Working group members will include:
Working Group Coordinator:
- Ted Robert Gurr (USA), distinguished university professor at the University of Maryland. Founder of the Polity project, tracking democratization worldwide, and the Minorities at Risk project, monitoring 300 communal groups in conflict. Books include Why Men Rebel (Princeton Press, 1970).
- Jose Antonio Alonso (Spain), professor of Applied Economics at the Complutense University of Madrid. Director of the Department of Development and Cooperation. Advises the Spanish government on issues related to development assistance and international trade.
- Tore Bjorgo (Norway), Professor at the Norwegian Police University College. Also, a senior research fellow at the Norwegian Institute of International Affairs (NUPI), he heads a research group on terrorism and international crime. Author of Root Causes of Terrorism (Routledge 2005).
- Sue Eckert (USA), senior fellow at Brown University. Current interests include terrorist financing, targeted sanctions, and critical infrastructure. Former US Assistant Secretary of Commerce for Export Administration.
- David Gold (USA), professor of international relations at the New School University, New York. Fifteen years at the United Nations, most of which at the Department of Economic and Social Affairs. Interests include economic impacts of military spending and foreign direct investment.

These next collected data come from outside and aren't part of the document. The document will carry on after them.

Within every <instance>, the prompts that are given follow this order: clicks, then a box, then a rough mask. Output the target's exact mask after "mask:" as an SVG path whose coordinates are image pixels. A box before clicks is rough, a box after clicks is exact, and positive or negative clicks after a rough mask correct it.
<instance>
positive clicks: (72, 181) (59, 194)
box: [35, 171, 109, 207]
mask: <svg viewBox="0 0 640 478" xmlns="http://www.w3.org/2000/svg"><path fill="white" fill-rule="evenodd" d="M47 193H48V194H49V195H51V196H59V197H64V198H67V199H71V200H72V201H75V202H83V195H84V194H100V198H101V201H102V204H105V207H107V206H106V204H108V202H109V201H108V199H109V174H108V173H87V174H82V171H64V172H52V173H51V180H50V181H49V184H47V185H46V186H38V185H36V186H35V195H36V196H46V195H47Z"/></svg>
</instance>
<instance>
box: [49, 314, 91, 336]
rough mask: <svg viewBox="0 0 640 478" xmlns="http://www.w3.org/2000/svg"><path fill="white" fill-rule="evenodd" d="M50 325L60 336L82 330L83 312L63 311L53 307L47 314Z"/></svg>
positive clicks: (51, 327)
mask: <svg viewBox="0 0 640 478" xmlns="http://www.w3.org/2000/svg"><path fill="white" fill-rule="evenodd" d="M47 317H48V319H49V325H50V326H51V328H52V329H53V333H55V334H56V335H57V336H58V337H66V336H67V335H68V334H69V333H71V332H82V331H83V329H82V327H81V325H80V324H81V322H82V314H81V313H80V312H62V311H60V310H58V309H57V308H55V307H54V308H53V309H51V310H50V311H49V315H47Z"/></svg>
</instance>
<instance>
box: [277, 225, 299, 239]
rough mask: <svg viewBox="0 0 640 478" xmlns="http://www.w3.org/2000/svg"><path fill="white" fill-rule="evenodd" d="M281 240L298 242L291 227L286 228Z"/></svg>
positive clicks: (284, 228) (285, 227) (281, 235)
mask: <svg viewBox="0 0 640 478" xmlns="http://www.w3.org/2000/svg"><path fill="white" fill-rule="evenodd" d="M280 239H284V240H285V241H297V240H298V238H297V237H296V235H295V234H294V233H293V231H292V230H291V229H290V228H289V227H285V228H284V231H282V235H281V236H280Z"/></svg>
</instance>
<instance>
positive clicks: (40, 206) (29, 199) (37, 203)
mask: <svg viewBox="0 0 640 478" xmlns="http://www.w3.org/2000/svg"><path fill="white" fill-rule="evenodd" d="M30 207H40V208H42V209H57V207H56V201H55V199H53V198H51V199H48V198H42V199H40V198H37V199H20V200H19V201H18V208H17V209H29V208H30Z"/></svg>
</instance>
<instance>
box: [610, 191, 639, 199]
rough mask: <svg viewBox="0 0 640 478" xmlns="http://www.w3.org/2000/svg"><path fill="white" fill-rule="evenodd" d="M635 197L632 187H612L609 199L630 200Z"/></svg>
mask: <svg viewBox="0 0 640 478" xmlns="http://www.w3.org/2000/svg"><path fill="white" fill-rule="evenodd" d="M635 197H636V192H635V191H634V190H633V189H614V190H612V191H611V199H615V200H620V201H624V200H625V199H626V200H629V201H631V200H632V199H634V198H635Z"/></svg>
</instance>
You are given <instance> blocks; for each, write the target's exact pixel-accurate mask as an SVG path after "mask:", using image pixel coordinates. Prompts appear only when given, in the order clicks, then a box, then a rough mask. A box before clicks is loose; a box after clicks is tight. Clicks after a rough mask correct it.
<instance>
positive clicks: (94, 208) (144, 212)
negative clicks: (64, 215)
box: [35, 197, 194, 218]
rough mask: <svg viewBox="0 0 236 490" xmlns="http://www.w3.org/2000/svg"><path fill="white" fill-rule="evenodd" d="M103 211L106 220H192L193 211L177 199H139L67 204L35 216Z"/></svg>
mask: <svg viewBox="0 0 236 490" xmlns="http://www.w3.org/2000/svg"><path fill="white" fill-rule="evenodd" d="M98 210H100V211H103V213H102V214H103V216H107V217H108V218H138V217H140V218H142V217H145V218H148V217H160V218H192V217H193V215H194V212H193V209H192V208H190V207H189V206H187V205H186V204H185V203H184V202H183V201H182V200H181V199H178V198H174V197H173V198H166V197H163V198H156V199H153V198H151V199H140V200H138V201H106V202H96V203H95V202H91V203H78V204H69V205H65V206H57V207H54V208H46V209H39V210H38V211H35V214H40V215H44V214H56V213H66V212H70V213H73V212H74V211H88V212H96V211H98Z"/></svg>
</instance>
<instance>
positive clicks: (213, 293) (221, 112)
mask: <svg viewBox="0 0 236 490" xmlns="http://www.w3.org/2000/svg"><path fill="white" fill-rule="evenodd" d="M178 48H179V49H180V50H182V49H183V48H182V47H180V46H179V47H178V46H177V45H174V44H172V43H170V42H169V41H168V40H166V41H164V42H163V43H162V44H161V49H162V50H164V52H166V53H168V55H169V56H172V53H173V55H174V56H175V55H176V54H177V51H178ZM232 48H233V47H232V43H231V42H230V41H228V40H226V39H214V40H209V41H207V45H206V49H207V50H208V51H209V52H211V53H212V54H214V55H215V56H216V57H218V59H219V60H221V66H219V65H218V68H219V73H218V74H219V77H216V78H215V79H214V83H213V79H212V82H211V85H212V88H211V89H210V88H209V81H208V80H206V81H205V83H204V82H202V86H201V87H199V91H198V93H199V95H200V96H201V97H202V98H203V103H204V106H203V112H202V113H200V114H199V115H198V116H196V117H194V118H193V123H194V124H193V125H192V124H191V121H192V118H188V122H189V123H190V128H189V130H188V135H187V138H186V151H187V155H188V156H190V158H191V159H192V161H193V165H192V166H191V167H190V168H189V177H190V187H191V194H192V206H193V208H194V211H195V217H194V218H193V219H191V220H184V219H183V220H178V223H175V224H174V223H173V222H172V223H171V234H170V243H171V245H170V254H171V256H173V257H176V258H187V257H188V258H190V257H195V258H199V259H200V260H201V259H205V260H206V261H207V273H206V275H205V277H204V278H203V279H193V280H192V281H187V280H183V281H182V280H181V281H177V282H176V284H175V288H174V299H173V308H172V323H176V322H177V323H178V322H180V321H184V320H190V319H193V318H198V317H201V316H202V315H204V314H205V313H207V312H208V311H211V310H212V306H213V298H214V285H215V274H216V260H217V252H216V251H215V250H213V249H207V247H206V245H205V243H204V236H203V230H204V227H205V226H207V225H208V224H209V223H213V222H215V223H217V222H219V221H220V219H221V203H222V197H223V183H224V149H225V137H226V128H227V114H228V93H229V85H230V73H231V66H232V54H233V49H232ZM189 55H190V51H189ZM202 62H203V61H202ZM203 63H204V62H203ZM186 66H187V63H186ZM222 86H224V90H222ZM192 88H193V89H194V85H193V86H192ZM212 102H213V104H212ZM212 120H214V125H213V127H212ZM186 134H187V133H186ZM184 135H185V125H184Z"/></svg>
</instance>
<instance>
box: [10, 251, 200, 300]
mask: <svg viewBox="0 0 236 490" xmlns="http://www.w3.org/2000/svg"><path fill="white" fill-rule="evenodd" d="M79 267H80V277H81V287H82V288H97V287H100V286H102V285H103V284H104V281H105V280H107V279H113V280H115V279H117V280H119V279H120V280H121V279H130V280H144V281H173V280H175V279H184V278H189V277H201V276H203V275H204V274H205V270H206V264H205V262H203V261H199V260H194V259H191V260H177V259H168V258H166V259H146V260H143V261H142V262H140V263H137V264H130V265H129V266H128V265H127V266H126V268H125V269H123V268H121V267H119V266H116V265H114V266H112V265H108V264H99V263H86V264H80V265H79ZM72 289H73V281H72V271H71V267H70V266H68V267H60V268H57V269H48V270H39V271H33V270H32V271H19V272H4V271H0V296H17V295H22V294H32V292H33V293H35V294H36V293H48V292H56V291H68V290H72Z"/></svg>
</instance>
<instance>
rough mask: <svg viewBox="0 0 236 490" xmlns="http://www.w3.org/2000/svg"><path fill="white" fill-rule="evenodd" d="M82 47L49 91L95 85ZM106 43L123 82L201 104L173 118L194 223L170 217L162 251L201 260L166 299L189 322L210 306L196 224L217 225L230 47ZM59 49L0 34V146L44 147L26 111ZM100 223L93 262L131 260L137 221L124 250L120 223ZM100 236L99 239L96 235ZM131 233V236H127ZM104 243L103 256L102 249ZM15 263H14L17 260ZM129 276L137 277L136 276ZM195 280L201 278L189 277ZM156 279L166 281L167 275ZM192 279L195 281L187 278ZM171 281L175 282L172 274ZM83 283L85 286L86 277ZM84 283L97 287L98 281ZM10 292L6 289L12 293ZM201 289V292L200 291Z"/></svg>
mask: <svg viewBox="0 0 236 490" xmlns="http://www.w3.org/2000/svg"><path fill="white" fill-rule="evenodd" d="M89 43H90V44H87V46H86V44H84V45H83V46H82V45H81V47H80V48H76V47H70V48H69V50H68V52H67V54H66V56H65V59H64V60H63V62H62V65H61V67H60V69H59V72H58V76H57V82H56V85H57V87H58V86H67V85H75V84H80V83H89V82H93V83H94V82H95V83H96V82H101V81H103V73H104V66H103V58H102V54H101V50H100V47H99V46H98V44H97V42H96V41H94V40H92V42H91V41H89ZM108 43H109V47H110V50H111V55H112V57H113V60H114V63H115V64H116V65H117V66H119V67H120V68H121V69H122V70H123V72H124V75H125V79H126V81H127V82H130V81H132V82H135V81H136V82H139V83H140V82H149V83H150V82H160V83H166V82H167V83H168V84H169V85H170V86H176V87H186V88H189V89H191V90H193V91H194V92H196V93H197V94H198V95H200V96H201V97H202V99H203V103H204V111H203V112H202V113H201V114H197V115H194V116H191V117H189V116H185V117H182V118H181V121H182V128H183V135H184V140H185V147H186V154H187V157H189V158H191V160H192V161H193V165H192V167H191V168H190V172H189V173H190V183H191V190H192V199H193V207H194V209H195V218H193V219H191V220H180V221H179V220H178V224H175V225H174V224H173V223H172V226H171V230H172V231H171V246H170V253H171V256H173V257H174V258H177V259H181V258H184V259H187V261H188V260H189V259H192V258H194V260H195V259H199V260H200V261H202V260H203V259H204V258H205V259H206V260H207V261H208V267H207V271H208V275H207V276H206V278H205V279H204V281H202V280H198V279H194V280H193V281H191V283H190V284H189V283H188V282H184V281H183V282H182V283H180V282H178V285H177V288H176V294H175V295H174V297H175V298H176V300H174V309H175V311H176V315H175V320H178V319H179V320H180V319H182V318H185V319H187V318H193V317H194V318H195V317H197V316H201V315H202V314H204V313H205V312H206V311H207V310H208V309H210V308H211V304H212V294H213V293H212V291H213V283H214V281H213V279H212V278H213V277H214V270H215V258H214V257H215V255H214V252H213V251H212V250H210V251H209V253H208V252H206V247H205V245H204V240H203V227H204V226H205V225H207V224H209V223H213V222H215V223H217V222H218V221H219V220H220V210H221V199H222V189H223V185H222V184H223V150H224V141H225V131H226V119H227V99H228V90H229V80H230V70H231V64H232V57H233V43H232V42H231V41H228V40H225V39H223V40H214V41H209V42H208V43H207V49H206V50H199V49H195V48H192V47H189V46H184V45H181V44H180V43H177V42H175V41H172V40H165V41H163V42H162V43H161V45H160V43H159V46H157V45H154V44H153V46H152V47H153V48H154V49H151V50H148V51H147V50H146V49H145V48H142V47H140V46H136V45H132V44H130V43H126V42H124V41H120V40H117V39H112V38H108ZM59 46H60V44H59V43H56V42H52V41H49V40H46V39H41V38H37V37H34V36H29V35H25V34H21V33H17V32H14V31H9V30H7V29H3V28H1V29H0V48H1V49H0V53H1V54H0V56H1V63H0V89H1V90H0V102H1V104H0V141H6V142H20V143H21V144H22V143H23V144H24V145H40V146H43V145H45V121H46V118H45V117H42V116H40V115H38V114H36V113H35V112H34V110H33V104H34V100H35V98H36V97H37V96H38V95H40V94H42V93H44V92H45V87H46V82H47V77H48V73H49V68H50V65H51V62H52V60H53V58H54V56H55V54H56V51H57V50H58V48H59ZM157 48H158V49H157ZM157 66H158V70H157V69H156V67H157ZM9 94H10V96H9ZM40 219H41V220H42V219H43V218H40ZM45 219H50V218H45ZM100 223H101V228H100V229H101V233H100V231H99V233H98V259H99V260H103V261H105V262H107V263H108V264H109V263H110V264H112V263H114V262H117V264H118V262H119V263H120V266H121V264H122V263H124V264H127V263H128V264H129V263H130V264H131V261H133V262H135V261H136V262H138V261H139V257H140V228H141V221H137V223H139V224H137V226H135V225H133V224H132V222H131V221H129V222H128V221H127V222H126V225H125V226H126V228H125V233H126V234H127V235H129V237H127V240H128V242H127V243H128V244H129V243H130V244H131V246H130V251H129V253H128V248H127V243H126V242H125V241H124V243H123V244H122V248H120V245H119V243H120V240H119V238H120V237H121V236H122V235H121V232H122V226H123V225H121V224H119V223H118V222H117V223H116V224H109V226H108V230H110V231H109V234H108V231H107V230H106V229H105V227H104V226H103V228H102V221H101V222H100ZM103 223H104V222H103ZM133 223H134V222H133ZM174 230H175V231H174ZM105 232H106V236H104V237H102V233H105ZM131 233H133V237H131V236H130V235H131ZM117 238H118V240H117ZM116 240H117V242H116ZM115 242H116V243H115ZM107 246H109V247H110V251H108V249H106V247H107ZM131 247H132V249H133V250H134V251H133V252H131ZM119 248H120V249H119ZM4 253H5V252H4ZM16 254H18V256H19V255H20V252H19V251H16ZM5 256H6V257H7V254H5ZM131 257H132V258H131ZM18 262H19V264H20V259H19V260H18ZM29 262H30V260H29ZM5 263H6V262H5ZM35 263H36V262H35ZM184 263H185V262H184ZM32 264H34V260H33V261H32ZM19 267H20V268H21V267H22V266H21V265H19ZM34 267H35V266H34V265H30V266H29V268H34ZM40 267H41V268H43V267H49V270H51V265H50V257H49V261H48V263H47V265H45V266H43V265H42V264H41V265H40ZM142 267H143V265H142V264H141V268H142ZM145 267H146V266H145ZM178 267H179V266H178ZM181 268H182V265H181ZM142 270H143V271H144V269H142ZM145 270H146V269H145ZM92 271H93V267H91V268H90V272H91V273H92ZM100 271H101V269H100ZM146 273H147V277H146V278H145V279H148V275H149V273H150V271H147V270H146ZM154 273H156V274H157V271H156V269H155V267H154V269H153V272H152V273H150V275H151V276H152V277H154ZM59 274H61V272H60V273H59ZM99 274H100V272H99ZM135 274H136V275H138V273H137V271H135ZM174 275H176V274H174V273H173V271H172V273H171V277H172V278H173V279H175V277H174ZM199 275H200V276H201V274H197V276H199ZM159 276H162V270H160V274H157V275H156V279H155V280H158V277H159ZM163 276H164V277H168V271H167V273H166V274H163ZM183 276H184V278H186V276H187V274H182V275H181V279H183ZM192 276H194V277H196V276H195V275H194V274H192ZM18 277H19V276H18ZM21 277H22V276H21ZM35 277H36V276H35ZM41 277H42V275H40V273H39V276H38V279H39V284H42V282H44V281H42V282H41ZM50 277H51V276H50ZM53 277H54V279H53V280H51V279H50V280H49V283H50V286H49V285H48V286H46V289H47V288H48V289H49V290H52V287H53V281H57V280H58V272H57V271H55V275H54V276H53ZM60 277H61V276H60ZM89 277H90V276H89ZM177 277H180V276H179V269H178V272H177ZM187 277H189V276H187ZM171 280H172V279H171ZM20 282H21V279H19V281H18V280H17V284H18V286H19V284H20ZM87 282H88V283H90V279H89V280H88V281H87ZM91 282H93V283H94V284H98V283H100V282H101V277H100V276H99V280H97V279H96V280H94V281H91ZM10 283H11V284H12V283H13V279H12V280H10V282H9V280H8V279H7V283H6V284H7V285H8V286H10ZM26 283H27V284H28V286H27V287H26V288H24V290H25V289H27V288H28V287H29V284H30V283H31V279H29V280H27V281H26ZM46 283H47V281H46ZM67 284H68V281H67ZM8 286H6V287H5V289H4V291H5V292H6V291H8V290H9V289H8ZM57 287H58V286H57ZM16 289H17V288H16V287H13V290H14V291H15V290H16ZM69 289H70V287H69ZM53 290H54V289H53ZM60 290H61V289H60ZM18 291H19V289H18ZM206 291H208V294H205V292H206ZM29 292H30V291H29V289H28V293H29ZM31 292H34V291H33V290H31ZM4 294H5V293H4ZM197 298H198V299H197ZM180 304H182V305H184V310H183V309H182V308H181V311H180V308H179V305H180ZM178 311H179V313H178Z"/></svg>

- Atanas Gotchev (Bulgaria), associate professor of international relations at the University of National and World Economy, Sofia. Former Director of the UNDP-sponsored Bulgarian Early Warning System. Main research interests include risk assessment and conflict prevention.
- Jeroen Gunning (UK), lecturer in international politics at the University of Wales, Aberystwyth. Main research interests are political Islam and critical approaches to terrorism. Author of Hamas in Transition (Cambridge, 2005).
- Lyubov Grigorova Mincheva (Bulgaria), professor of international relations at the University of Sofia. Author of six edited volumes, she is an expert in East European processes of democratization and ethnic conflict. Author of Local Conflicts, Regional Wars (Berghan 2005).
- Joshua Sinai (USA), manager of the Social, Behavioral and Economics Studies of Terrorism Project at the U.S. Department for Homeland Security. Work focuses on root causes of terrorism. Author of How to Forecast Terrorism (Carnegie Endowment 2002).
- Gabriel Sheffer (Israel), professor of political science at The Hebrew University of Jerusalem. Has published many books and article on ethno-national diasporas in general and on diasporas and security in particular including Diaspora Politics at Home Abroad (Cambridge Press 2003).
- Michael Stohl (USA), professor of communication at the University of California at Santa Barbara. Currently works on a project dealing with the networks of terrorism. Author of, among others, The Politics of Terrorism (Marcel Dekker 1979).
- Ekkart Zimmermann (Germany), professor of sociology at the Dresden University of Technology. Published widely in the field of conflict research. Currently completes work on a book on Development, Change and Globalisation.